In 1970’s America, virtually no one ate sushi. The Japanese staple – a ‘sandwich’ of raw fish, tofu and seaweed – was frightening stuff to a traditional Western palate. When the California Roll appeared on the scene, it repackaged sushi using familiar ingredients (rice, avocado, cucumber, sesame seeds and crab meat) and mostly-hidden seaweed.

Over the next few decades, sushi flourished. Americans now consume $2.25 billion of the raw stuff annually.

Use fluency cues

Cognitive fluency describes the ease and speed in which our brains can process something. Bad news: if your innovation lacks basic cognitive fluency, it is more likely to be rejected outright. Good news is, you may be able to fix it with basic design.

Ever heard of a skeuomorph? Well, you’ve definitely seen one. Skeuomorphs are a popular tool in new product design – they mimic familiar objects or materials, usually to elicit a sense of comfort and ease.

Apple – under the guidance of Steve Jobs – popularised skeuomorphs by mercifully replacing its computers’ command-line interfaces with known visual metaphors – calendars, folders, envelopes etc. Suddenly, personal computing didn’t feel so hardcore.

When you take a picture on your smartphone, what do you hear? The shutter lens effect plants your experience back in the world of classic photography.

Skeuomorphs aren’t just digital magic, they were successfully used by Ford as far back as 1955. While the hardwood passenger compartments of older cars had all been replaced by steel, Ford realised the ‘woodie’ was far from dead.

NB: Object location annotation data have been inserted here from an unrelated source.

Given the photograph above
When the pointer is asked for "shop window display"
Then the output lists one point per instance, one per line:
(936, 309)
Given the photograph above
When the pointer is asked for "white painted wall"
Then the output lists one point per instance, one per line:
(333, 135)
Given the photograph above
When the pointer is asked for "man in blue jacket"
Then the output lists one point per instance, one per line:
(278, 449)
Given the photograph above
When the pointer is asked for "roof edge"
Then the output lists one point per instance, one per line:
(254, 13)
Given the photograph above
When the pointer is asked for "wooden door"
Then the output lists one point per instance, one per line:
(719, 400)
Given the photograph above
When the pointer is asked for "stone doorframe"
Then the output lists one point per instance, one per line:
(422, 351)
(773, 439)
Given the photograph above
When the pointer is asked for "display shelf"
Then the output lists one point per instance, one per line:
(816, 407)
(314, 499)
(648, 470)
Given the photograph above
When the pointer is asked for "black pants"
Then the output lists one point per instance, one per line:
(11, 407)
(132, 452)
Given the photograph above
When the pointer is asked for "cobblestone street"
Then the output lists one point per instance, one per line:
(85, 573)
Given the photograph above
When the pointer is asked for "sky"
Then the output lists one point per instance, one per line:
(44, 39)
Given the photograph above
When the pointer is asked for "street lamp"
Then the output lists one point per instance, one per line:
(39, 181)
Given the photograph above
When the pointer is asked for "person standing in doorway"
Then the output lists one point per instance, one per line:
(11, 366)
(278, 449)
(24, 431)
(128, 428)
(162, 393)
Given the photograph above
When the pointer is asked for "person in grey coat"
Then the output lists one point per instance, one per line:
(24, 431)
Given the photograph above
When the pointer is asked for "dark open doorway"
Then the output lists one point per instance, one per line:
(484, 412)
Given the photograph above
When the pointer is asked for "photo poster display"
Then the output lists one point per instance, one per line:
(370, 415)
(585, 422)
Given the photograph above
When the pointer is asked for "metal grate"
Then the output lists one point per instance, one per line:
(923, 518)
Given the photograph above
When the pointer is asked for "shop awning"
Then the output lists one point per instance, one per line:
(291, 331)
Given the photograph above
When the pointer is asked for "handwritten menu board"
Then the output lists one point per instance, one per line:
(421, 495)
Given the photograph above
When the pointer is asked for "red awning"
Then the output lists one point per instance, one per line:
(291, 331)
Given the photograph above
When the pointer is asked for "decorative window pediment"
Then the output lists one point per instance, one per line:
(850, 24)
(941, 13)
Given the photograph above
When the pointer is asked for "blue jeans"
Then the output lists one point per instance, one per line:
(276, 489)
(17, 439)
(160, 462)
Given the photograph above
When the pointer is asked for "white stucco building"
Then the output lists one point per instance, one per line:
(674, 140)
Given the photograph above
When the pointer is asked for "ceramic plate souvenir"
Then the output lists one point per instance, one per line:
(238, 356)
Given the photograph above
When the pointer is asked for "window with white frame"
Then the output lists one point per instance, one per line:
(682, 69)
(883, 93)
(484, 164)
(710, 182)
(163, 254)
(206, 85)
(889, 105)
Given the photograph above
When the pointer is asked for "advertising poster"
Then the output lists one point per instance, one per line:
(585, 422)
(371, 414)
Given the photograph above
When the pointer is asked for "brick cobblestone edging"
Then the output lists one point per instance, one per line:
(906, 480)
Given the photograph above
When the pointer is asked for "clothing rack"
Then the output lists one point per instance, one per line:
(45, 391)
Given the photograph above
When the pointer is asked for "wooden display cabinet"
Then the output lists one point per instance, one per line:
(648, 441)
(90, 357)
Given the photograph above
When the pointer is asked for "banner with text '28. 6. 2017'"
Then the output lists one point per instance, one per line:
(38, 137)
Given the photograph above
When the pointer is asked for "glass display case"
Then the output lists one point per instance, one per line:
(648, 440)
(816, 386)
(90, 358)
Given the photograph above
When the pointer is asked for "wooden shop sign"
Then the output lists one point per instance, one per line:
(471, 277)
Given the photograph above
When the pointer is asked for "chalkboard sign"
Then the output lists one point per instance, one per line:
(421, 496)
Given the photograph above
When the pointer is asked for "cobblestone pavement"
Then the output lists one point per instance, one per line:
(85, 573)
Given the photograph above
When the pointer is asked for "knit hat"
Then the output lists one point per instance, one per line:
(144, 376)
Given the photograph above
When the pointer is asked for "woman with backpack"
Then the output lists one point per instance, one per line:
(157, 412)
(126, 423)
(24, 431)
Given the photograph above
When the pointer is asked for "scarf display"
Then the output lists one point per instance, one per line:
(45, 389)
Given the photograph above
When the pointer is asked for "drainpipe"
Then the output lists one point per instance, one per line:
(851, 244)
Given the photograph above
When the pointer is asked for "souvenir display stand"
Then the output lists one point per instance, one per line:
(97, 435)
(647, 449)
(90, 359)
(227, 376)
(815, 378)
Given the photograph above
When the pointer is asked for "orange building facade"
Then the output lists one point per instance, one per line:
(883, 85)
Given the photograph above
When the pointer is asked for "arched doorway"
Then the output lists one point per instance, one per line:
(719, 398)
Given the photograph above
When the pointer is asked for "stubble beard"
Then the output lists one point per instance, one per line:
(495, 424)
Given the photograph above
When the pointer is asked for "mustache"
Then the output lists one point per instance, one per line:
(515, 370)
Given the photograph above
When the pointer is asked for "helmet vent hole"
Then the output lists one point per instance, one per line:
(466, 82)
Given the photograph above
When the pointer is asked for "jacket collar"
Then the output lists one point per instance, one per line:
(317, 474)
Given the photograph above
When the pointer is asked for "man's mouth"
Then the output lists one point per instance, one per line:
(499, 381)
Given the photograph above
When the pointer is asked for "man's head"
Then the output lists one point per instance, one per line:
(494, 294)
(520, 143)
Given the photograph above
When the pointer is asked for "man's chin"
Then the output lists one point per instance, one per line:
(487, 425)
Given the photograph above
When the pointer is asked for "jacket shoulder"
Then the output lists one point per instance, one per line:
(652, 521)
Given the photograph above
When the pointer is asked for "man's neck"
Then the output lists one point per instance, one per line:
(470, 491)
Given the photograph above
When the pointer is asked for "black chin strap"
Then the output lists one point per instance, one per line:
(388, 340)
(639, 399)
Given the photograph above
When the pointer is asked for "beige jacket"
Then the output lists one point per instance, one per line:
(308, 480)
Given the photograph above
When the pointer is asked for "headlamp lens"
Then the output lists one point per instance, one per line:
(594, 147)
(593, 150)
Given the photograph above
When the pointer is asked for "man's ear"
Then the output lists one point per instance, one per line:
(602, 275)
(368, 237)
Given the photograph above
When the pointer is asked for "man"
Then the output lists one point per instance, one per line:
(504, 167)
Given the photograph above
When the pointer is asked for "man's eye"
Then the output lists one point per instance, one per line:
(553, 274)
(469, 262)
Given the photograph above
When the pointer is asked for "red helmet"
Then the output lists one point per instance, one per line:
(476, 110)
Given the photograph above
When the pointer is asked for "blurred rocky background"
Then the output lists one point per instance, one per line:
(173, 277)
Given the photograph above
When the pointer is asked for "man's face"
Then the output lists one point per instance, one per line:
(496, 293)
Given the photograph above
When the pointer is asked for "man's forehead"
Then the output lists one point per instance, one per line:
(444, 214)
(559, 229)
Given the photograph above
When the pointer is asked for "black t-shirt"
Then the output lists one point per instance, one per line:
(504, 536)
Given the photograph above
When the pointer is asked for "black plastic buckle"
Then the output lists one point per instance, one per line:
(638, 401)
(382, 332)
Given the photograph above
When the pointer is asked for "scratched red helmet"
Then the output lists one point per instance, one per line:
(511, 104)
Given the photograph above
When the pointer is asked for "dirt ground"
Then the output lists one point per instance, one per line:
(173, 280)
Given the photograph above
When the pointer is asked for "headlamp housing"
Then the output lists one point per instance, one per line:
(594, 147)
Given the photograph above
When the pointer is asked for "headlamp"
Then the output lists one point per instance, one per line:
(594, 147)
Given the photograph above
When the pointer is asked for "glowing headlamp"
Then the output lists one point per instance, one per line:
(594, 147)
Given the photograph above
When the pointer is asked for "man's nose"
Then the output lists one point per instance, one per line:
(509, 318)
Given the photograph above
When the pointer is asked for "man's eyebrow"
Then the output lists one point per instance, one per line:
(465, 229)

While most other car brands bragged about ‘all-steel ingenuity’, Ford used steels, plastics and vinyl to replicate the real-wood appearance of older, more familiar feeling models. Chrysler copied Ford in 1965.

In summary

Innovation is everywhere. Most businesses need it to survive and stay relevant in a market of fickle tastes.

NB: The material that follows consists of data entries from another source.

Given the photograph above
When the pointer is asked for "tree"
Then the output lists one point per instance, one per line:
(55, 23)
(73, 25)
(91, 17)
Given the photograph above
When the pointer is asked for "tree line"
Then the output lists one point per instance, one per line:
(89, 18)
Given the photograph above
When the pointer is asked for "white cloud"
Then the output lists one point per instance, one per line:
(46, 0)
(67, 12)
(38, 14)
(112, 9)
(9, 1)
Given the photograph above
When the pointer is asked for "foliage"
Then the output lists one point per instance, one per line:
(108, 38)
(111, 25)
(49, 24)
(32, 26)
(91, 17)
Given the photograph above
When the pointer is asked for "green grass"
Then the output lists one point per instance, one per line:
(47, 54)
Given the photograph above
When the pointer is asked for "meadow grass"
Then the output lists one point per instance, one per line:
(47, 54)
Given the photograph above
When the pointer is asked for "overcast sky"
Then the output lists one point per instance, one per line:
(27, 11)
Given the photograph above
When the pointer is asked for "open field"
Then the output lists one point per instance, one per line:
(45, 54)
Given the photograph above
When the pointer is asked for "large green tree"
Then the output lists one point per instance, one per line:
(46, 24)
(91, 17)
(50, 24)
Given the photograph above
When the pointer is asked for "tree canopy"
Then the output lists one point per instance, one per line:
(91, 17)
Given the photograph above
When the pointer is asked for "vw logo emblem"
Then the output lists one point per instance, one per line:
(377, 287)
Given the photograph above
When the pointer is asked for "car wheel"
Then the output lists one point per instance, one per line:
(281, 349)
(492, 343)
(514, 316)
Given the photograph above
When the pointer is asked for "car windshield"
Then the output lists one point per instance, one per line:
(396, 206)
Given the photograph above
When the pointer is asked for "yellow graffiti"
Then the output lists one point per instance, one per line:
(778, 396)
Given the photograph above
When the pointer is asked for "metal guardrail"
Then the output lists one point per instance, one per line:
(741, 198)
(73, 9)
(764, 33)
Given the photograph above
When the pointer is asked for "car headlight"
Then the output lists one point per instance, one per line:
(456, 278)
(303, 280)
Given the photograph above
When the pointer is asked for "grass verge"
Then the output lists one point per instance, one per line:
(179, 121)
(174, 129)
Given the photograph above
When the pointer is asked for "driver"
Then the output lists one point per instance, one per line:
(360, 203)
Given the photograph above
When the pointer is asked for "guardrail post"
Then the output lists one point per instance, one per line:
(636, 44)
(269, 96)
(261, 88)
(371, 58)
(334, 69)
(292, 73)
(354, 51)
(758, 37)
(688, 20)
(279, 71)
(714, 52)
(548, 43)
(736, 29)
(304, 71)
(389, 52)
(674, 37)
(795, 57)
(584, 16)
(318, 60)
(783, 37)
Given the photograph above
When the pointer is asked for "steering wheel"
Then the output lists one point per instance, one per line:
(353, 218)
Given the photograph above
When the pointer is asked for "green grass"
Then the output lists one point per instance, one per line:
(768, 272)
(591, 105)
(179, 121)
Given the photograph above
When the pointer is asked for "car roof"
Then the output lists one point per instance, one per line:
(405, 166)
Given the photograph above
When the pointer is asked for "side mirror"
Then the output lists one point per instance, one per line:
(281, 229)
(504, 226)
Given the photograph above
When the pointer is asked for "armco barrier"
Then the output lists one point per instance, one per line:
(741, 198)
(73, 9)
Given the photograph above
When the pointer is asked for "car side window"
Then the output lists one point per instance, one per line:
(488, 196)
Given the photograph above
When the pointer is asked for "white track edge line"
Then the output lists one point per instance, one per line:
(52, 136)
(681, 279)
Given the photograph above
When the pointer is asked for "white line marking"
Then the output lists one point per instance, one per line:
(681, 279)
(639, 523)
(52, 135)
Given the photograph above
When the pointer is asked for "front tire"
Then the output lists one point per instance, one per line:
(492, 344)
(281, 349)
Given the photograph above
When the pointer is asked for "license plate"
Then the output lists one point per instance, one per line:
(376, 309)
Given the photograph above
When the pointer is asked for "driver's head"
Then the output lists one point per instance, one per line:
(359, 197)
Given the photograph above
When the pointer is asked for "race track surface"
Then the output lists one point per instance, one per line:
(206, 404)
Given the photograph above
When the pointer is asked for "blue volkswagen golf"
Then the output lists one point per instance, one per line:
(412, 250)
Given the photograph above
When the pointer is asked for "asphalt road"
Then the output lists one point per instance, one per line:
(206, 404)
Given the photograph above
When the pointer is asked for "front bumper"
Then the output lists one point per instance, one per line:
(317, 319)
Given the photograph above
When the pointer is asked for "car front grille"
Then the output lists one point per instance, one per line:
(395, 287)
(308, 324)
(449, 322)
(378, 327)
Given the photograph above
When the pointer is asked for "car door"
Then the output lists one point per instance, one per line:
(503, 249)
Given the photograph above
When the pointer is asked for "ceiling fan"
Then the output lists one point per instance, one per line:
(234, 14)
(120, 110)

But as technology begins its steep climb up the exponential curve, our brain hardware will mostly stay the same. To keep new products and experiences from becoming weird and undesirable, marketers and product designers have an invaluable role to play: making the extraordinary feel just that little bit more ordinary.

Dane Smith is a behavioural and brand strategist at Ogilvy Australia.